Handbook of Disability

Author : Marcia H. Rioux
Publisher : Springer Nature
Page : 1801 pages
File Size : 43,8 Mb
Release : 2024-06-23
Category : Electronic
ISBN : 9789811960567

Get Book

Handbook of Disability by Marcia H. Rioux Pdf

The Cult of St Thomas Becket in the Plantagenet World, C.1170-c.1220

Author : Paul Webster,Marie-Pierre Gelin
Publisher : Boydell & Brewer
Page : 272 pages
File Size : 44,8 Mb
Release : 2016
Category : History
ISBN : 9781783271610

Get Book

The Cult of St Thomas Becket in the Plantagenet World, C.1170-c.1220 by Paul Webster,Marie-Pierre Gelin Pdf

The extraordinary growth and development of the cult of St Thomas Becket is investigated here, with a particular focus on its material culture.

Communities of Kinship

Author : Carlo Calleja
Publisher : Lexington Books
Page : 215 pages
File Size : 43,8 Mb
Release : 2024-03-12
Category : Religion
ISBN : 9781978711983

Get Book

Communities of Kinship by Carlo Calleja Pdf

In Communities of Kinship: Retrieving Christian Practices of Solidarity with Lepers as a Paradigm for Overcoming Exclusion of Older People, Carlo Calleja describes kinship as a moral category, arguing that practicing kinship with others can cultivate virtues that shape the character of the agent. Contemporary Western society tends to focus on kinship as the sharing of blood ties or genetic material. On the other hand, the spiritual kinship that is proposed by religions tends to be exclusive and often nominal. For this reason, Calleja proposes practices and structures of solidaristic kinship, which involves sharing in the suffering of the other person.

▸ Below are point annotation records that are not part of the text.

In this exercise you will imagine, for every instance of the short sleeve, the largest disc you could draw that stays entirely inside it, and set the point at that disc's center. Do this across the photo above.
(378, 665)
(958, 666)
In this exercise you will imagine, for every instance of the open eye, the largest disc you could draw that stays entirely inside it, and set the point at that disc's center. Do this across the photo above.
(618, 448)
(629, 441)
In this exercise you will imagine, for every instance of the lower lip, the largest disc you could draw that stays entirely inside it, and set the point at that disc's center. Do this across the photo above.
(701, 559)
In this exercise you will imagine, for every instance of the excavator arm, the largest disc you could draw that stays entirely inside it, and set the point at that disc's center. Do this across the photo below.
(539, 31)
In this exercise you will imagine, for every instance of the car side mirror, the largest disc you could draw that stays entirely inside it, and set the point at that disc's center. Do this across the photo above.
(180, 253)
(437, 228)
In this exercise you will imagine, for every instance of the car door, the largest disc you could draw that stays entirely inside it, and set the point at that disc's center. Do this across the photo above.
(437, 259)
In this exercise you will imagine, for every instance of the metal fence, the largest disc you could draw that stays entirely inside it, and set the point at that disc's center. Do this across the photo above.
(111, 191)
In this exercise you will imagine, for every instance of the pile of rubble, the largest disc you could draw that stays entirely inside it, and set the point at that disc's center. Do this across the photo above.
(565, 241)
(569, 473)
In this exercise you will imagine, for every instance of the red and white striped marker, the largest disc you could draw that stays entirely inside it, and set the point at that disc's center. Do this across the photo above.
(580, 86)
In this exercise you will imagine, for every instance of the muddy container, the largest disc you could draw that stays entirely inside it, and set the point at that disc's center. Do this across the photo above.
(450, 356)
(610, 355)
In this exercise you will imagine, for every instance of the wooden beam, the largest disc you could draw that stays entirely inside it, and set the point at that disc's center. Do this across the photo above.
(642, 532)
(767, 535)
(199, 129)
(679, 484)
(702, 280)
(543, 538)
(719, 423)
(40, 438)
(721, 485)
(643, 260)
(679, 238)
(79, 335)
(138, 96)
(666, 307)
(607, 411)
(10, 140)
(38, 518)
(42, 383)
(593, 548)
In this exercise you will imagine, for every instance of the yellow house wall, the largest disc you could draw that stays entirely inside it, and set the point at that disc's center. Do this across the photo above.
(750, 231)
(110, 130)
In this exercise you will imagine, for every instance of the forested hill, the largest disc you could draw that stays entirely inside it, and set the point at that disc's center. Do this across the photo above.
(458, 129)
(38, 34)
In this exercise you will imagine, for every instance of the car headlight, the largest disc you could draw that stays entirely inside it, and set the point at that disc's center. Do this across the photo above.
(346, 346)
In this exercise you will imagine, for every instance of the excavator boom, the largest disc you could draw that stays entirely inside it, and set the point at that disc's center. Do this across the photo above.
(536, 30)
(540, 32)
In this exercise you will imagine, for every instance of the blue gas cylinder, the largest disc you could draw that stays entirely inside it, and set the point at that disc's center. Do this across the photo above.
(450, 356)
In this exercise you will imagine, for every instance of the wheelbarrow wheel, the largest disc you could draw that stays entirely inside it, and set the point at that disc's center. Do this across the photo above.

Finding parallels between the exclusion of lepers and the efforts of Christian communities to reforge kinship bonds with them in ancient and medieval times, he argues that communities of kinship with older persons can help cultivate the virtues needed for the flourishing of oneself and society.

Living on the Edge

Author : Delfi I. Nieto-Isabel,Laura Miquel Milian
Publisher : Walter de Gruyter GmbH & Co KG
Page : 290 pages
File Size : 43,7 Mb
Release : 2022-09-20
Category : History
ISBN : 9781501514869

Get Book

Living on the Edge by Delfi I. Nieto-Isabel,Laura Miquel Milian Pdf

This volume addresses the widespread medieval phenomenon of transgression as both a result of and the cause for the exclusion and persecution of those who were considered different. It is widely accepted that the essence of a manuscript cannot be fully grasped without studying its marginalia. Glosses sit on the margins of the text and clarify it, adding a whole new dimension to it and becoming an inextricable part of its content. Similarly, no society can be fully understood without knowledge of what lies on its margins, for the outliers of any given culture provide us with just as much information as its alleged foundational principles. In a time when the Western world ponders building walls up against perceived threats and frightening differences, this multidisciplinary collection of essays based on original and innovative pieces of research shows that it was mostly through tearing down walls that we learned our way forward.